Simultaneous with that catastrophe, I began thinking about politics -- really thinking -- (no joke) for probably the first time in my life. Up until about age 45, I had no real interest in the subject, excepting in a very limited sense. Mostly the sense in which I now and then went through periods when I took pleasure in listening to the likes of Rush Limbaugh crush the sworn enemies of all that was good and decent about America. "Go Rush! You're the only one on my side, the only one who tells it like it is!"
Of course, I'd read a few books at university, but I'd read them selectively. So selectively, they always confirmed what I already wanted to believe, even a Marxist text or two.
It was quite slow going at first when I finally got around to politics. I would read a few articles, a book now and then, but I spent most of my effort on thinking things through. Interpreting them, then reinterpreting them, then reinterpreting them again. Looking back, it would have been both a whole lot faster and easier if I'd known where to start, or had had any hint of what to look for.
Admittedly, I'm a slow thinker when it comes to mulling over new things. It's only been within the last six years or so that I've felt I was finally getting somewhere, getting a reasonably accurate, fact-based understanding of what politics seems to be mostly about, and what's really going on in the world - especially when it comes to sorting out probable fact from most likely fiction in economics.
What's really going on in the world? Must you ask? Aliens, of course. Space aliens. Isn't it at all obvious to you?
And everyone of them dresses like @SalixIncendium. Suspiciously like Salix.
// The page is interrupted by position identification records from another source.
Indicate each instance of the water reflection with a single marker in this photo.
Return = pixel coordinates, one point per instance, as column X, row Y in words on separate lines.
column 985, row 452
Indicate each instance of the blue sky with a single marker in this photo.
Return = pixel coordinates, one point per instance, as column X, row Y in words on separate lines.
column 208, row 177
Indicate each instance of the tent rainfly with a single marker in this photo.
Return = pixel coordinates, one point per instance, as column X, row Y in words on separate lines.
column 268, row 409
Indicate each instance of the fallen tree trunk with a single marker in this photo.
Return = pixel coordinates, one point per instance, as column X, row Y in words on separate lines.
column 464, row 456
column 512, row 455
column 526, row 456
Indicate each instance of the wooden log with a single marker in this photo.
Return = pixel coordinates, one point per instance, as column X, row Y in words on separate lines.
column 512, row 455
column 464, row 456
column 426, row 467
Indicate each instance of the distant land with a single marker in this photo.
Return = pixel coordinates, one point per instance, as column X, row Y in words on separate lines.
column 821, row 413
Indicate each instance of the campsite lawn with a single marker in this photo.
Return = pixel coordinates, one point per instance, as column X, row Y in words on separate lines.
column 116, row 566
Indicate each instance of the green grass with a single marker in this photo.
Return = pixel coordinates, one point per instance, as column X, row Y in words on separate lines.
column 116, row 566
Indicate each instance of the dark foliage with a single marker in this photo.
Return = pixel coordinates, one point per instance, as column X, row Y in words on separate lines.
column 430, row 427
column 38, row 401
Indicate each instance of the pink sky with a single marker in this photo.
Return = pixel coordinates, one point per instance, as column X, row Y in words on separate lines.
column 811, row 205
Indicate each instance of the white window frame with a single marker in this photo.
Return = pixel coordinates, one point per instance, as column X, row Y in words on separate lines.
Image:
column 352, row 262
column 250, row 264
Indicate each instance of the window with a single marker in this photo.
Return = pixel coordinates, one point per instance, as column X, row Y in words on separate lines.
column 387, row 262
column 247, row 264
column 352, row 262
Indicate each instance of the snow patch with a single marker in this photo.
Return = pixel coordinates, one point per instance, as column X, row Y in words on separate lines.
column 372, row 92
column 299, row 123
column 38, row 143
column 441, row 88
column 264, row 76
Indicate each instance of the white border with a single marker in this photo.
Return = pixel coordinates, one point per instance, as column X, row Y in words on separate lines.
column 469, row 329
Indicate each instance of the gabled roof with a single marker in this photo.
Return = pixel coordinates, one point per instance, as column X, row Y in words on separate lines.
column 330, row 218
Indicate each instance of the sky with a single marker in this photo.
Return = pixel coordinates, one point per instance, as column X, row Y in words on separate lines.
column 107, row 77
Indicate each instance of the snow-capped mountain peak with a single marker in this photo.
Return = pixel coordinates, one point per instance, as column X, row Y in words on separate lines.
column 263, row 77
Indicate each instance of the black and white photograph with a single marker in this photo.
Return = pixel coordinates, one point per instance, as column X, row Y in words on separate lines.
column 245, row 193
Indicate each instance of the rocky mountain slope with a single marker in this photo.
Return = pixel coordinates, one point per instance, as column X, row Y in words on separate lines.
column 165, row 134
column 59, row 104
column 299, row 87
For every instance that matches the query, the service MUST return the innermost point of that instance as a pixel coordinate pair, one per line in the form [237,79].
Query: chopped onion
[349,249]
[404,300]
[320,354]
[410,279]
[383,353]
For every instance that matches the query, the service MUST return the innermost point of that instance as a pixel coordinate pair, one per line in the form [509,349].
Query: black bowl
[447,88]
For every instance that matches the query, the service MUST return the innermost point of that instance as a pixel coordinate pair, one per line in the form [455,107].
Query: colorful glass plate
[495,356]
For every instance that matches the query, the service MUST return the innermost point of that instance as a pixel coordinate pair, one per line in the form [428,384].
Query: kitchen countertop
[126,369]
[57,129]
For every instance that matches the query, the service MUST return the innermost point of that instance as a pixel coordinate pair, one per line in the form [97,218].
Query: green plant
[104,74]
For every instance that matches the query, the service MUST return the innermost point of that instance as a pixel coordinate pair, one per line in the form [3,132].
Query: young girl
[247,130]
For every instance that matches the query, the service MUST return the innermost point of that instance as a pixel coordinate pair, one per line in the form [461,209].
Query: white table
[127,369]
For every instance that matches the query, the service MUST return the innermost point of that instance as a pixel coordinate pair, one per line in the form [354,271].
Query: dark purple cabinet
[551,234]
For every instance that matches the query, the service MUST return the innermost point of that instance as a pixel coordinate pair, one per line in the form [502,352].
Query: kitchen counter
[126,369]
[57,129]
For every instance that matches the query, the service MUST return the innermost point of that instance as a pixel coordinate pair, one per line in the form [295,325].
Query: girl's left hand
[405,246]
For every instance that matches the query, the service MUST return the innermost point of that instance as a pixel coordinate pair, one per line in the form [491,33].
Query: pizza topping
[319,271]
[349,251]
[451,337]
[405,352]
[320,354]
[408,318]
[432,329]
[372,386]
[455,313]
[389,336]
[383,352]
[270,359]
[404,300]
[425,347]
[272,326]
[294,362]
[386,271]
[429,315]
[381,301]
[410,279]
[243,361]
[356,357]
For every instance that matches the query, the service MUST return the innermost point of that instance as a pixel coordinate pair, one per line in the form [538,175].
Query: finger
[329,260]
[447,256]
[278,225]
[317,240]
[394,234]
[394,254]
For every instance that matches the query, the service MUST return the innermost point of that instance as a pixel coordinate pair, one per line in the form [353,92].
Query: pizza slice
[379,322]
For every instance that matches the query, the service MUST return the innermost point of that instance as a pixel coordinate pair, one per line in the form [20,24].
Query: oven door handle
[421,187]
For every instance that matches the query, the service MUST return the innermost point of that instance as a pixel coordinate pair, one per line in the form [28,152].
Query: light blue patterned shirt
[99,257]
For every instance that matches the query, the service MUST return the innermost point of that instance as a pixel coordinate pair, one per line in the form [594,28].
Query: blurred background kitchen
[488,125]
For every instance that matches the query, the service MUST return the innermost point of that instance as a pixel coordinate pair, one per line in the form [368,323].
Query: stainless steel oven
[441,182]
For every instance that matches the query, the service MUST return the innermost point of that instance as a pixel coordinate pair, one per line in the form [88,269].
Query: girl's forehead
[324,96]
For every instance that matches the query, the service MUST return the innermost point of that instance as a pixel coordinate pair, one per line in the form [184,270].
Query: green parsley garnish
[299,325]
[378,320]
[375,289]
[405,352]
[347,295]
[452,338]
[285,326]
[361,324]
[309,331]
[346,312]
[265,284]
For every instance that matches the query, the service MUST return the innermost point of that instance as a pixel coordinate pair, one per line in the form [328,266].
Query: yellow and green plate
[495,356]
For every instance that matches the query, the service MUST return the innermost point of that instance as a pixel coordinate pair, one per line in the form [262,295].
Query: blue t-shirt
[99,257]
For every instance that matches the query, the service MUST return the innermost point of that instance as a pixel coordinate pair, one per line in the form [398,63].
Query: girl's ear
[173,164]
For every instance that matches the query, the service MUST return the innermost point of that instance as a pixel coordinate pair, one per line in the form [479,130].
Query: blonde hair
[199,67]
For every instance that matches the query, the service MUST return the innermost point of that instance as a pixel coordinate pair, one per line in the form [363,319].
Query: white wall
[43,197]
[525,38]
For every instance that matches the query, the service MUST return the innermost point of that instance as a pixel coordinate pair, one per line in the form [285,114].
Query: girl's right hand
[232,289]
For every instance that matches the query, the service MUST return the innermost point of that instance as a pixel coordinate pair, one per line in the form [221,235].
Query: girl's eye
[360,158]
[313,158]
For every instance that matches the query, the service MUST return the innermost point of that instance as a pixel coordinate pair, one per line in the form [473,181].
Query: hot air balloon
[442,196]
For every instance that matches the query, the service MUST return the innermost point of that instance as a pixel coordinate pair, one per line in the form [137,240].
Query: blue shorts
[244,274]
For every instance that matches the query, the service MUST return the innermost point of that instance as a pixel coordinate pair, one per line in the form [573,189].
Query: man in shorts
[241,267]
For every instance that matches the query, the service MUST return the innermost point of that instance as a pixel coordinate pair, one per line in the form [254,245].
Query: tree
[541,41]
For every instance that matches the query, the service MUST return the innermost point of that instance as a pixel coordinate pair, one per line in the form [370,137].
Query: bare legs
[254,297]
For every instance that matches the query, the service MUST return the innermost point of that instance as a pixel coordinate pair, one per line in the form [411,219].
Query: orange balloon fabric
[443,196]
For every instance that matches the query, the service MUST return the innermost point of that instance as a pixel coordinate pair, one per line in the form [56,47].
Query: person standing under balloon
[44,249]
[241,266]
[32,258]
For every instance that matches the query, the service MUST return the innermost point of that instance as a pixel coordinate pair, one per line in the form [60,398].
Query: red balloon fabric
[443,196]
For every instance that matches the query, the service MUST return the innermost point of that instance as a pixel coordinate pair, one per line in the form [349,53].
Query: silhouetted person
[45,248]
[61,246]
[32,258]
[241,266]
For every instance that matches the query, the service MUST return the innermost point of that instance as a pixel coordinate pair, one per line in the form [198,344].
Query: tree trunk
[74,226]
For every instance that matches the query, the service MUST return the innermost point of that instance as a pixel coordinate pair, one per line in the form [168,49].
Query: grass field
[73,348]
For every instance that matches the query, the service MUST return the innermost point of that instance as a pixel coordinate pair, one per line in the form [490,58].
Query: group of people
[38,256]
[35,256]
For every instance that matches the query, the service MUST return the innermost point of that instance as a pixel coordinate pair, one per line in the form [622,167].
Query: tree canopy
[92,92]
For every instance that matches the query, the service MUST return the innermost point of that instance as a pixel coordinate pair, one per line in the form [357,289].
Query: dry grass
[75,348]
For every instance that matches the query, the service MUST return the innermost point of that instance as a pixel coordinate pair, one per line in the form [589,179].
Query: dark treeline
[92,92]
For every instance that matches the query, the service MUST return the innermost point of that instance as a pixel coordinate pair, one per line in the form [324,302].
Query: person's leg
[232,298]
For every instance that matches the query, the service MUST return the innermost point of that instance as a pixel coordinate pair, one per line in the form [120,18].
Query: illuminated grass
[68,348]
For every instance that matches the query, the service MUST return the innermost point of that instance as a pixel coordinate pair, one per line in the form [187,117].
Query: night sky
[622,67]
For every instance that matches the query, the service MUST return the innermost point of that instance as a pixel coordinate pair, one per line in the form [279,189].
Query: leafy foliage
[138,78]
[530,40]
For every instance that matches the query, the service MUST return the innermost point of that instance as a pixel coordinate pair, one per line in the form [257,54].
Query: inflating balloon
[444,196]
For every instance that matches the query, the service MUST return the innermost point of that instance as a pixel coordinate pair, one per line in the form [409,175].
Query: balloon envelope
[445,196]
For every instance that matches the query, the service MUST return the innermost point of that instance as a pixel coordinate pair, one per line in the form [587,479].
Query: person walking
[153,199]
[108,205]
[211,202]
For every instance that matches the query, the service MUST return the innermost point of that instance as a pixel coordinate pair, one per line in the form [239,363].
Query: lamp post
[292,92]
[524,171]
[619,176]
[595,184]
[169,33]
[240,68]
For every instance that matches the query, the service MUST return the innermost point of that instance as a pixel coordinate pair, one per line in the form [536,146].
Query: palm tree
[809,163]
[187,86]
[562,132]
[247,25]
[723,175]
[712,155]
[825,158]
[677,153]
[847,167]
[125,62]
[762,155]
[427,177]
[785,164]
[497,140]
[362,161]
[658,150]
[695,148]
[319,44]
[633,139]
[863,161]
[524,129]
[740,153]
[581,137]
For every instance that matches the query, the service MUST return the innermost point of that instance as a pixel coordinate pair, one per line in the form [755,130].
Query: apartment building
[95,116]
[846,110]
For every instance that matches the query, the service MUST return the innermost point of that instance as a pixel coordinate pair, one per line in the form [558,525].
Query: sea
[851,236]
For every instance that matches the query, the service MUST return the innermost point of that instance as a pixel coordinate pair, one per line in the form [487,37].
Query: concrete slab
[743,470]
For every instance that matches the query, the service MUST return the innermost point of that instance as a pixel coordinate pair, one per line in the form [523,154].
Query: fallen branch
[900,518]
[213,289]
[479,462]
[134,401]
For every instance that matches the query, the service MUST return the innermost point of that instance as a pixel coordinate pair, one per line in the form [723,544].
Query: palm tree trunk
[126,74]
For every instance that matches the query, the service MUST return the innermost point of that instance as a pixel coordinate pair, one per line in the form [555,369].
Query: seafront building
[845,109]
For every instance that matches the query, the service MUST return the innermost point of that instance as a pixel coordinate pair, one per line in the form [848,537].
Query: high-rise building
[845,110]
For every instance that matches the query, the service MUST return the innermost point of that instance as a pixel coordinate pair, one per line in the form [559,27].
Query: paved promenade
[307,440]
So, why do most people grow more conservative as they grow older? Do we learn more, figure out more, change our values, or some combination of those? Could it be that we just tend to get "set in our ways", and develop an aversion to changes of all kinds? Or are there other factors at play here?
Comments? Questions? Mouth-frothing denunciations of everyone else's political views? Gentle and helpful reminders that I once again forgot to wear any pants when I walked down to the corner store before posting this?